Playing hard and with desire are fundamentals for any NBA team, so Stevens was left to explain why they are lacking in those categories.
“We just got outhustled, we got outplayed, just not an acceptable thing for any of us and that starts with me. I definitely have been looking at it introspectively the moment I left the gym,” Stevens said. “[The effort] has been good most of the year but [Monday] night, it’s on me. They’re wrong [about it being their fault]. I just thought the other team looked faster. They had more purpose towards the ball.
“A coach’s job is to have your team put their best foot forward. That is a coach’s first and foremost responsibility.”
After Monday’s game, Jared Sullinger said he and his teammates were guilty of playing “hero ball,” trying to make the big individual plays to help the team. Others blamed missed shots that led to mental lapses such as turnovers.
Jeff Green, who did not speak with the media following the loss, took the responsibility.
“I think our defensive intensity has gone down,” said Green, who scored 7 points with one rebound against Charlotte. “We’ve just got to continue to pick it up. We’ve got to go back to the drawing board and continue to get better. We’ve just got to play harder. Teams are outplaying us.”

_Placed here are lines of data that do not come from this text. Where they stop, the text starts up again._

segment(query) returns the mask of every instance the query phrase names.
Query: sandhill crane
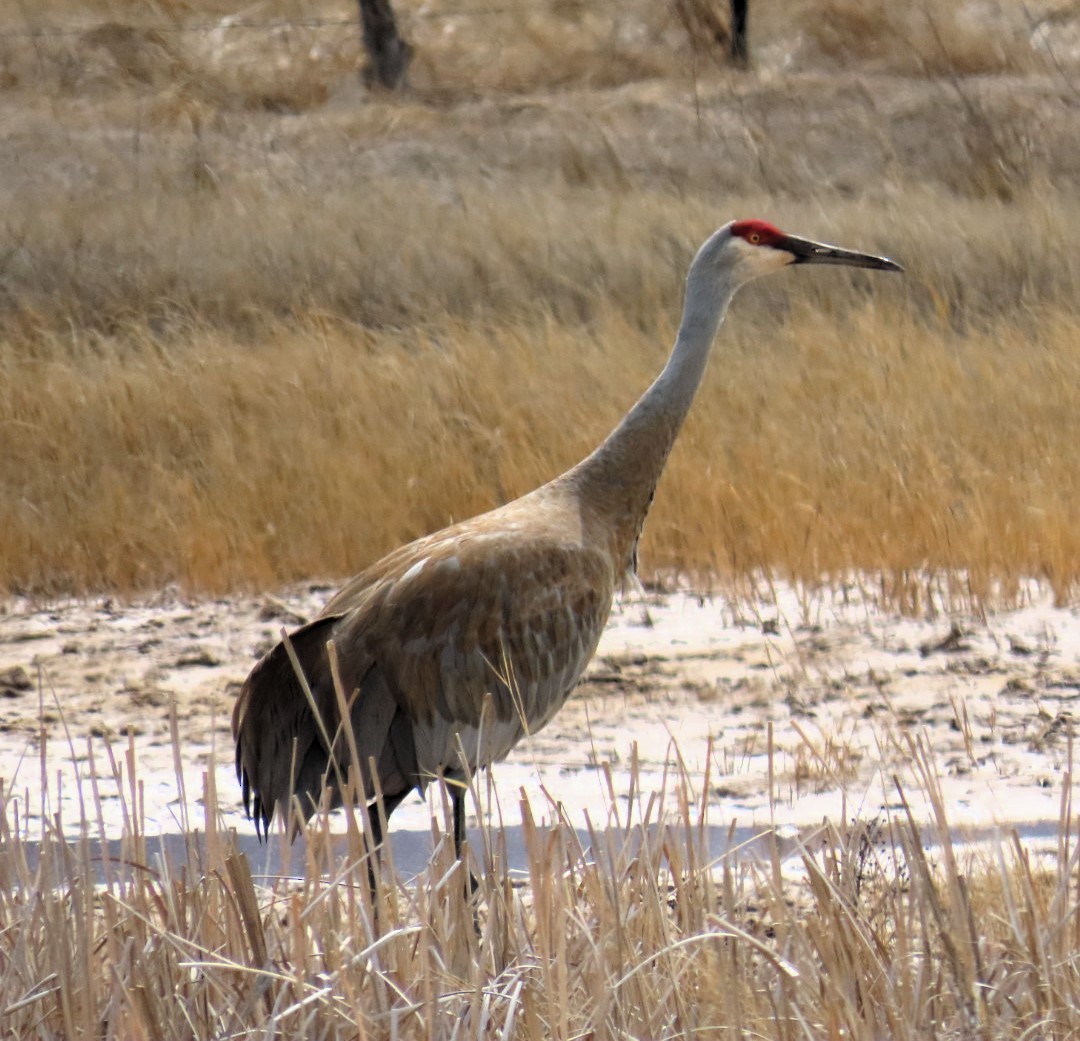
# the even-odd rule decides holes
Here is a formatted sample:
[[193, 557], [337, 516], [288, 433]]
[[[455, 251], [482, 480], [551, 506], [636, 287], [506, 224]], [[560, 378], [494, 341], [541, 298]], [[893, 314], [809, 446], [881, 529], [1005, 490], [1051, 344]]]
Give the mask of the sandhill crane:
[[543, 727], [573, 690], [636, 565], [653, 491], [732, 295], [789, 264], [902, 270], [764, 221], [725, 224], [690, 265], [667, 364], [596, 451], [520, 499], [390, 553], [255, 666], [232, 725], [257, 830], [275, 813], [288, 819], [290, 807], [299, 827], [327, 785], [340, 805], [352, 767], [371, 798], [374, 847], [405, 796], [442, 776], [454, 782], [460, 855], [460, 782]]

When asked why the team may have lapses in intensity and passion, Green said, “There’s so many games, you’re not going to be up for every game. It’s tough. I think lately with the way we’ve been playing, we’ve been down on ourselves, so I think the effort, we just have to pick up. Our offense is going to come. We’re going to have games where we don’t shoot the ball well but I think we let our offense dictate our defense.”
The Celtics have not had a captain since Rajon Rondo was traded on Dec. 18 but Green, the team’s leading scorer and most accomplished player, accepted fault.

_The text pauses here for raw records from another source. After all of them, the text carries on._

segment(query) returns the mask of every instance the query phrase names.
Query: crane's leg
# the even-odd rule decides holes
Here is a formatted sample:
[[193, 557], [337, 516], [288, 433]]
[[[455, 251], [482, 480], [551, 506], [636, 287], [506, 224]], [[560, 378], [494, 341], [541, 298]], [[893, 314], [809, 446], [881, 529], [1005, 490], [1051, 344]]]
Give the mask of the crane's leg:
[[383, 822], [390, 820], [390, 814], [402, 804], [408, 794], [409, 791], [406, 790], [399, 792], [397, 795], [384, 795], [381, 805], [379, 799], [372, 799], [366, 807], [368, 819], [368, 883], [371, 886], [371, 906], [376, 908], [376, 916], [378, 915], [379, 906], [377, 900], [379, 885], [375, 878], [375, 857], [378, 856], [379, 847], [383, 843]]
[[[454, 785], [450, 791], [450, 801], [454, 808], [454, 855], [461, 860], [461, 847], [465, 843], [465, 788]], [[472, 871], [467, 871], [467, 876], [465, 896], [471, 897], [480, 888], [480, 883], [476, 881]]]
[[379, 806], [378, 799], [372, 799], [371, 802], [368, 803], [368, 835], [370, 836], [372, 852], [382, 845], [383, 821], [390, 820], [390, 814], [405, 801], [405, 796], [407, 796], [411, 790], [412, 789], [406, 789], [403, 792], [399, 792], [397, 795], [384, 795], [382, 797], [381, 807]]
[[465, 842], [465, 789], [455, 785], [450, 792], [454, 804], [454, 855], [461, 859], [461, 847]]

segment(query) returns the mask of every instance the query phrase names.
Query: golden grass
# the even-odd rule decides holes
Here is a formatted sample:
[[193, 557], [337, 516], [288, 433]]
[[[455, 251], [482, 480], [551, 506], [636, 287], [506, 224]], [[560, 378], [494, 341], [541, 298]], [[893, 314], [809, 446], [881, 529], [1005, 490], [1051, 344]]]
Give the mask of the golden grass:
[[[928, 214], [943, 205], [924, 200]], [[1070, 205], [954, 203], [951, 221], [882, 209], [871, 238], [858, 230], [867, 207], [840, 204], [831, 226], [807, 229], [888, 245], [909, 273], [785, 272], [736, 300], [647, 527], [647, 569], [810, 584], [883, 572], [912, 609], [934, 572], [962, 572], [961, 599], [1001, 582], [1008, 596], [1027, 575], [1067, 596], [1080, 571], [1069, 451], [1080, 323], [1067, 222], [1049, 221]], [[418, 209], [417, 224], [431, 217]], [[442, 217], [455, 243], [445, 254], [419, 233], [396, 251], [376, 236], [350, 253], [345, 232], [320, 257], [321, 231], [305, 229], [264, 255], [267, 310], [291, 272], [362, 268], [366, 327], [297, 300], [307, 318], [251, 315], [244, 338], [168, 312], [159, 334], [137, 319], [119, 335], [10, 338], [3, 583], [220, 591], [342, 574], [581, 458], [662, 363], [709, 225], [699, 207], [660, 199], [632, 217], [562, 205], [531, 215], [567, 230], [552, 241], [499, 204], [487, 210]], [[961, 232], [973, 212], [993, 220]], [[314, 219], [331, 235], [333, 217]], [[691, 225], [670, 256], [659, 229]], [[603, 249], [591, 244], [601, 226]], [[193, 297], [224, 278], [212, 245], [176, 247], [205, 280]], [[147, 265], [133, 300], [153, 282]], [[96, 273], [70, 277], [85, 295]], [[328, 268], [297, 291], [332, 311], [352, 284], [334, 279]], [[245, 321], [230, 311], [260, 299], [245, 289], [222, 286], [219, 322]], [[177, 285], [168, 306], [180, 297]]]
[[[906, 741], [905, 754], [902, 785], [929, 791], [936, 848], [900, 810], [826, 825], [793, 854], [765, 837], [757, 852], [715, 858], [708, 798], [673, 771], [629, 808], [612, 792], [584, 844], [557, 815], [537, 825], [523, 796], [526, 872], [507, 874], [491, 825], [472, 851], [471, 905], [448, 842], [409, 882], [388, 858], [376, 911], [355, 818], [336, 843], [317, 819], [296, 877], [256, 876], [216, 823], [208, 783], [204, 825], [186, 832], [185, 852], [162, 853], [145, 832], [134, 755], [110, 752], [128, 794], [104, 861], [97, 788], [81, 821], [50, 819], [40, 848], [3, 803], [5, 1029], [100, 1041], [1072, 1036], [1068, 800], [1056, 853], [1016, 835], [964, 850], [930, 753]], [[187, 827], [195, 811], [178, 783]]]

“It starts with me,” he said. “I blame myself for the way we’ve come out and played. As a leader, you have to lead by example and I don’t think I’ve been doing a great job of that. So you can put the blame on me if you want.”
The next step for Stevens is to find remedies. With Jameer Nelson and Marcus Thornton almost fully healthy, the Celtics have 15 players who are capable of contributing, but very few standouts. The chore of finding capable and productive rotations since the Rondo trade has been arduous.
“If it means we have to change some ways we are approaching things, then we have to do that,” Stevens said. “If it’s personnel changes in certain moments, we have to do that. We’ve all talked about the rotations and our evenness and it’s not getting any more separated, let’s put it that way, especially after [Monday] night.”
Nelson, who joined the team less than three weeks ago, said he notices the maddening inconsistency and the changing lineups.
“This is definitely a unique team, you have so many guys in the rotation, so many guys getting 15 to 22 minutes,” Nelson said. “So it’s equal opportunity. I’ve never been on a team where I played 14, 15 minutes. It’s hard to go out there and be who I am with 14 minutes. But I’m not going to complain about it or go to coach and tell him I need more minutes. That’s not my job to say that.”
Nelson said he talked to the team Monday.
“I told them you don’t have to execute every play well, you don’t have to get there defensively, you’re gonna make mistakes,” he said. “But as long as you play hard, you won’t be down 20 every game. We’re starting to do that for whatever reason. In the second half we play extremely hard, some of the calls goes our way, we cut into the lead. If we do that from the beginning we won’t go down by 15 or 20 as much.”